The findings are both internally consistent and substantively large. On the demand side, closing the coverage gap reduced cost-related non-adherence: beneficiaries became approximately 5 percentage points less likely to forgo prescriptions when approaching the gap. The classic bunching response at the coverage threshold declines sharply, with excess mass falling from 2.7 percentage points in 2010 to 1.6 percentage points in 2011 and continuing to diminish thereafter. These results confirm that the policy meaningfully increased drug utilization.


The supply-side response, however, is decisive. By 2018, retail prices for high-exposure drugs are approximately 21 percent higher than for low-exposure drugs, with a monotonic increase over time. This effect is concentrated among brand-name drugs lacking generic competition, consistent with standard models of market power. Notably, the magnitude of the price response exceeds what would be predicted by demand shifts alone, indicating that manufacturers are also responding to the implicit tax imposed by the discount requirement.

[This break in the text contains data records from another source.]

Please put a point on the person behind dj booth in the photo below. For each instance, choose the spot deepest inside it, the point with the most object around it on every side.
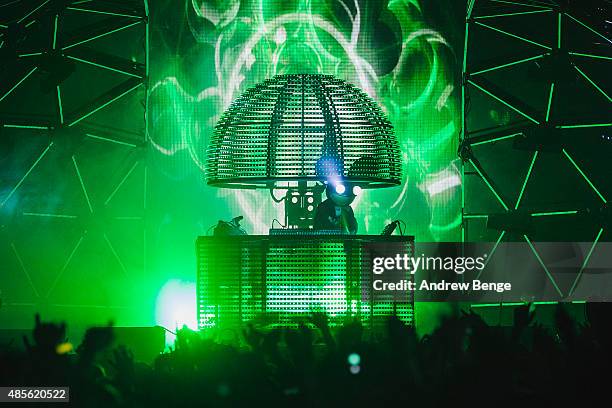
(335, 213)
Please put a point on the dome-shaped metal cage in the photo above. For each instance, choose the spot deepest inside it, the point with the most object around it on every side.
(303, 127)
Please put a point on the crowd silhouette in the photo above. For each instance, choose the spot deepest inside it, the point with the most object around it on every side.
(463, 362)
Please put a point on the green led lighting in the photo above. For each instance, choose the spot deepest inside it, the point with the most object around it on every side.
(537, 255)
(49, 215)
(593, 83)
(108, 13)
(543, 214)
(518, 200)
(82, 184)
(584, 176)
(495, 139)
(504, 102)
(490, 186)
(101, 35)
(552, 88)
(586, 261)
(26, 175)
(518, 37)
(103, 105)
(508, 64)
(95, 64)
(18, 83)
(579, 54)
(491, 254)
(512, 14)
(120, 183)
(589, 28)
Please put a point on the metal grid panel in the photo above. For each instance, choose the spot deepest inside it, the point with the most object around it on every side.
(281, 280)
(303, 127)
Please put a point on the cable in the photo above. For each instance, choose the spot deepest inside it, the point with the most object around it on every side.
(278, 222)
(276, 200)
(402, 230)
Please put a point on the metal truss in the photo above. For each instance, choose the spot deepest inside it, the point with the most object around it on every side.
(74, 47)
(473, 81)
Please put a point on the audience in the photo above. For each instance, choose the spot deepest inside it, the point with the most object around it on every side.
(464, 362)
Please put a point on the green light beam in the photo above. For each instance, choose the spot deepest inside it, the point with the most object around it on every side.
(144, 194)
(547, 213)
(61, 272)
(589, 28)
(26, 175)
(512, 14)
(59, 105)
(55, 31)
(26, 126)
(552, 88)
(518, 37)
(23, 268)
(18, 83)
(82, 184)
(489, 185)
(504, 102)
(593, 83)
(48, 215)
(30, 54)
(116, 256)
(101, 35)
(491, 254)
(103, 105)
(32, 12)
(107, 139)
(559, 31)
(550, 277)
(516, 3)
(110, 197)
(579, 54)
(518, 200)
(108, 13)
(508, 64)
(95, 64)
(581, 126)
(584, 176)
(495, 139)
(470, 8)
(584, 264)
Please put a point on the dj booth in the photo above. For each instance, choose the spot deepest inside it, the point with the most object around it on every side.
(283, 278)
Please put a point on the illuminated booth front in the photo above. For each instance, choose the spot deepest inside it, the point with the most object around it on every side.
(299, 134)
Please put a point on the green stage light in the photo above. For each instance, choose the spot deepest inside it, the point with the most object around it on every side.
(176, 305)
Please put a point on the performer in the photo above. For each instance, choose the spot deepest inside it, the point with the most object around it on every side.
(335, 213)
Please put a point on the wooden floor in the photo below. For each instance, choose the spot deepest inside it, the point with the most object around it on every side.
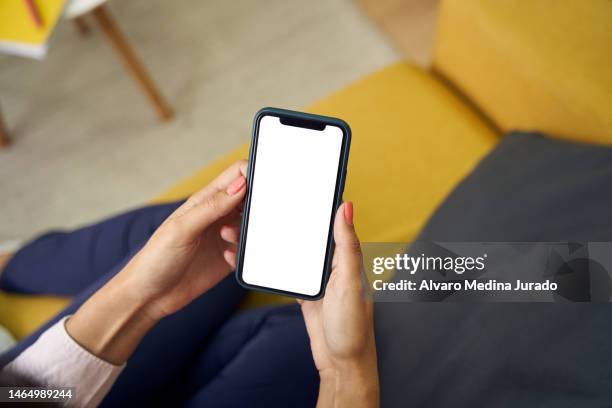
(409, 24)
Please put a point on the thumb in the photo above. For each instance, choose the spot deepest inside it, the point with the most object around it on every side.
(212, 207)
(348, 249)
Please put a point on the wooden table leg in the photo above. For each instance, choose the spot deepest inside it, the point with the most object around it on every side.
(4, 140)
(127, 55)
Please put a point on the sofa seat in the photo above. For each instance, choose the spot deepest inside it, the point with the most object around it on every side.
(413, 140)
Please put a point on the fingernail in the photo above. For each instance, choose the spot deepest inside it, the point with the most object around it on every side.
(348, 212)
(236, 185)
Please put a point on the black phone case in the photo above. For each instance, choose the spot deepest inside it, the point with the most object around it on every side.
(303, 120)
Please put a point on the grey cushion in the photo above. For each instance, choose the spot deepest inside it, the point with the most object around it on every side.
(529, 188)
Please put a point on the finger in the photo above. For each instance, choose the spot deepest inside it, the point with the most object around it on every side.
(211, 208)
(348, 249)
(230, 233)
(230, 257)
(221, 182)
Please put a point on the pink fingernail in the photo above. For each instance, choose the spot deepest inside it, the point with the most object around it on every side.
(236, 186)
(348, 212)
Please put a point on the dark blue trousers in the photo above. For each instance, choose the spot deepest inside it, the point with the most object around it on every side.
(203, 355)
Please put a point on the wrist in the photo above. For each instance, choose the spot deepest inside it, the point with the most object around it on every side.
(112, 322)
(354, 382)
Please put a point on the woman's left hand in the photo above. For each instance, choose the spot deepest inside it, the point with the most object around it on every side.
(187, 255)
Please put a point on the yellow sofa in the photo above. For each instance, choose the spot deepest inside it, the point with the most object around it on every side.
(498, 65)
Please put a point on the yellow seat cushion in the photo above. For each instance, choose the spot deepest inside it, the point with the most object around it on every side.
(413, 140)
(22, 314)
(532, 65)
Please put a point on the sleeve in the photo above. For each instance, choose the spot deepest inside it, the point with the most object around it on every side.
(57, 360)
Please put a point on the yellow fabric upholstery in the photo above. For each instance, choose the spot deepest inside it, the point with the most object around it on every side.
(22, 314)
(532, 65)
(413, 140)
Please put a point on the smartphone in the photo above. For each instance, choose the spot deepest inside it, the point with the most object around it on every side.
(295, 180)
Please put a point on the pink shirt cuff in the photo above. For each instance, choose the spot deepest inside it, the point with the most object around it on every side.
(56, 360)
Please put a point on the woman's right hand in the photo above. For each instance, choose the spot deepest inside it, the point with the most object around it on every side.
(340, 326)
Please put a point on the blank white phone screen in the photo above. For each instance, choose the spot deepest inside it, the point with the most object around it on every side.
(292, 197)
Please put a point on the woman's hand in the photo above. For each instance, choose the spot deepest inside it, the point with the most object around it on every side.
(184, 258)
(187, 255)
(340, 326)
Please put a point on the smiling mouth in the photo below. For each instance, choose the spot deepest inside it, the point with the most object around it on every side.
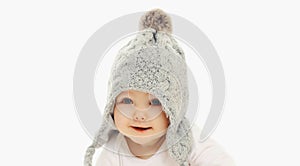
(141, 129)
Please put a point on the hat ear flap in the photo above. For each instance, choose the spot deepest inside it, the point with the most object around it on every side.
(105, 131)
(180, 142)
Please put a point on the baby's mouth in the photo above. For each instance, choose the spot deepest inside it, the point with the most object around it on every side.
(141, 129)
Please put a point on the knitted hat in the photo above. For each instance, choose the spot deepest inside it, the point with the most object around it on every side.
(153, 63)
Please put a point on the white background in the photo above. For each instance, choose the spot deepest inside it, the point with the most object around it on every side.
(257, 41)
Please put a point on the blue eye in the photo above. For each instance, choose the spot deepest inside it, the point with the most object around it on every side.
(127, 101)
(156, 102)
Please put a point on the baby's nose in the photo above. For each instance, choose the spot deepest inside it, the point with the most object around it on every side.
(139, 116)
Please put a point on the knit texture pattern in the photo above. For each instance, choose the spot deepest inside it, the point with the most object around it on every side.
(152, 63)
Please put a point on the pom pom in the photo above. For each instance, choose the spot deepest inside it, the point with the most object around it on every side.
(156, 19)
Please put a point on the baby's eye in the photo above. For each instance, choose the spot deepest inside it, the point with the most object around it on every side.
(127, 101)
(156, 102)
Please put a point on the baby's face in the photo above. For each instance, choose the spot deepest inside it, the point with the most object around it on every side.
(146, 117)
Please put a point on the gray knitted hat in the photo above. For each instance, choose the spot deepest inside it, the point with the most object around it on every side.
(153, 63)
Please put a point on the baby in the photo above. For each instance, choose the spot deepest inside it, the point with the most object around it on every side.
(144, 121)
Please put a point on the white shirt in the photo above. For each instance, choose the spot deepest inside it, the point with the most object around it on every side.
(116, 153)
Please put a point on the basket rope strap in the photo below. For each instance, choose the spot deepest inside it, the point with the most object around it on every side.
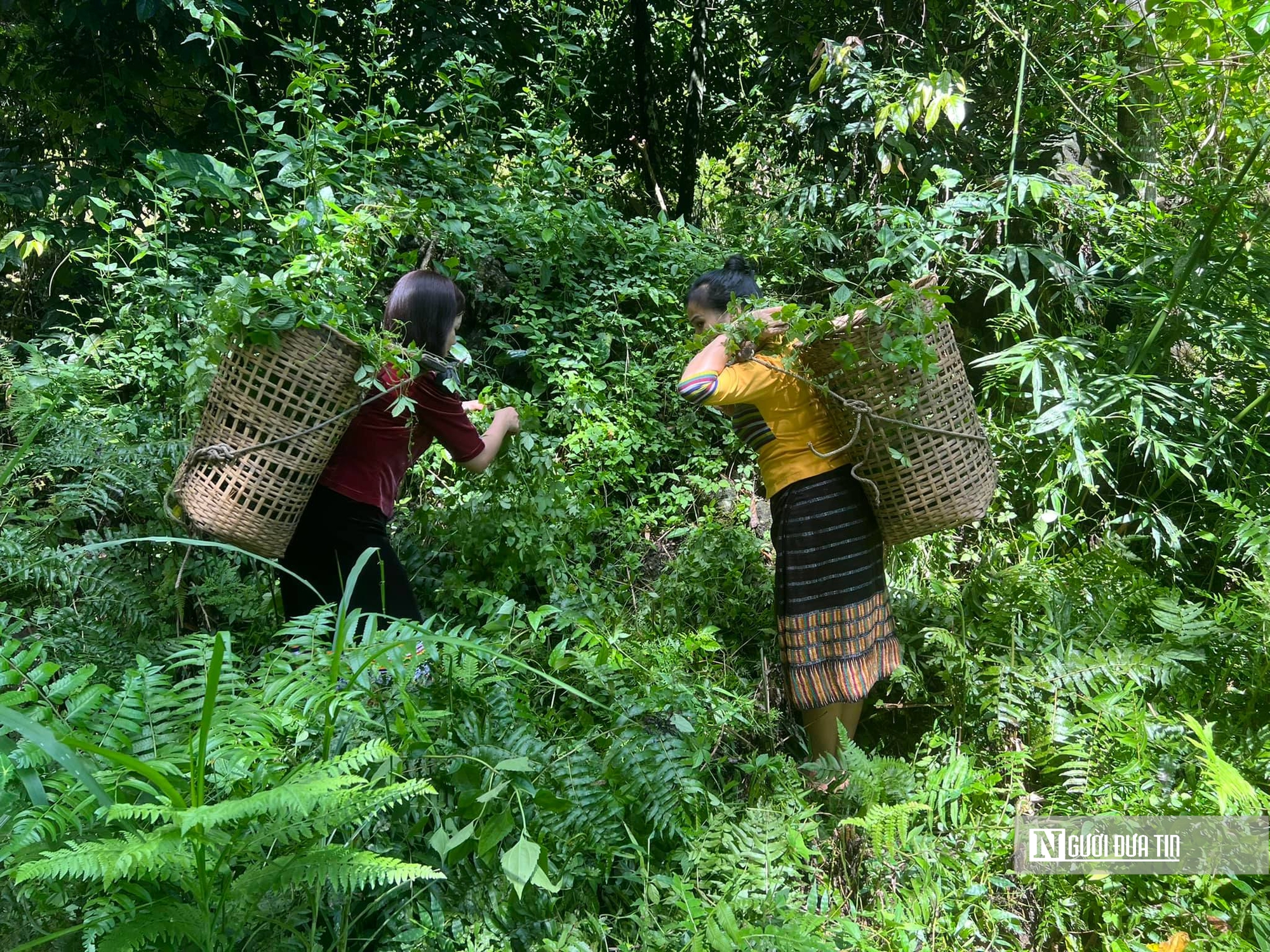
(858, 407)
(866, 420)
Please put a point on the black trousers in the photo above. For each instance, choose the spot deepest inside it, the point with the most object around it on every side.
(333, 534)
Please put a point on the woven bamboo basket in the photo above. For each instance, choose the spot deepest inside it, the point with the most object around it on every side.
(947, 477)
(255, 499)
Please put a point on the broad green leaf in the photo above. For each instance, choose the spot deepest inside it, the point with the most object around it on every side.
(516, 765)
(521, 863)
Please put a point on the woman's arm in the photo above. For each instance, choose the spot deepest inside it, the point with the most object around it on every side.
(711, 360)
(505, 423)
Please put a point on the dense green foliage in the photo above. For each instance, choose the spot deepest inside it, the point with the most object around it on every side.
(586, 746)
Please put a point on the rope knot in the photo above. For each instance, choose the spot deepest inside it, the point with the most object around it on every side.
(217, 454)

The distributional implications are stark. The policy was designed to generate an approximately $100 transfer to beneficiaries, financed by manufacturers. Once endogenous price responses are incorporated, the realized transfer falls to roughly $55. In some cases, beneficiaries who do not enter the coverage gap experience net losses due to higher prices. Moreover, the incidence of the policy shifts toward the federal government, as higher prices increase spending in subsidized segments of the program. The central empirical result is therefore not merely that prices rise, but that the intended redistribution is substantially eroded.


Conclusion

This study demonstrates, with unusual clarity, that public insurance design cannot be evaluated in isolation from firm behavior. The central policy mechanism—reducing cost-sharing to expand access—operates directly on demand, but indirectly on supply by weakening price sensitivity and altering incentives for manufacturers. The result is a partial unraveling of the policy’s intent: increased utilization is accompanied by strategic price increases that reallocate the gains away from beneficiaries.


The broader implication is structural. Any policy that expands insurance coverage within a privately priced market must anticipate equilibrium responses from firms with pricing power. The Medicare Part D reform provides a clean empirical illustration of this principle. The policy succeeded in reducing barriers to access, but it did not fully deliver its intended financial benefits because it underestimated the capacity of firms to adjust prices in response to altered demand conditions.


The strength of the paper lies in its integration of high-quality administrative data with a credible quasi-experimental design to capture these dynamics. While the absence of experimental variation limits definitive causal claims, the magnitude, consistency, and timing of the results provide compelling evidence of strategic pricing behavior. Future research employing stronger causal identification—where feasible—would further solidify these conclusions, but the core insight is unlikely to be overturned.


At a broader level, the article reframes how policy analysts should evaluate insurance expansions. The relevant question is not only whether coverage increases utilization, but whether the institutional design preserves or dissipates the intended transfer once market responses are accounted for. In this respect, the paper makes a substantive contribution: it shifts the analytical focus from partial equilibrium gains to general equilibrium incidence. That shift is essential for designing durable policy in sectors characterized by concentrated market power and complex regulatory structures.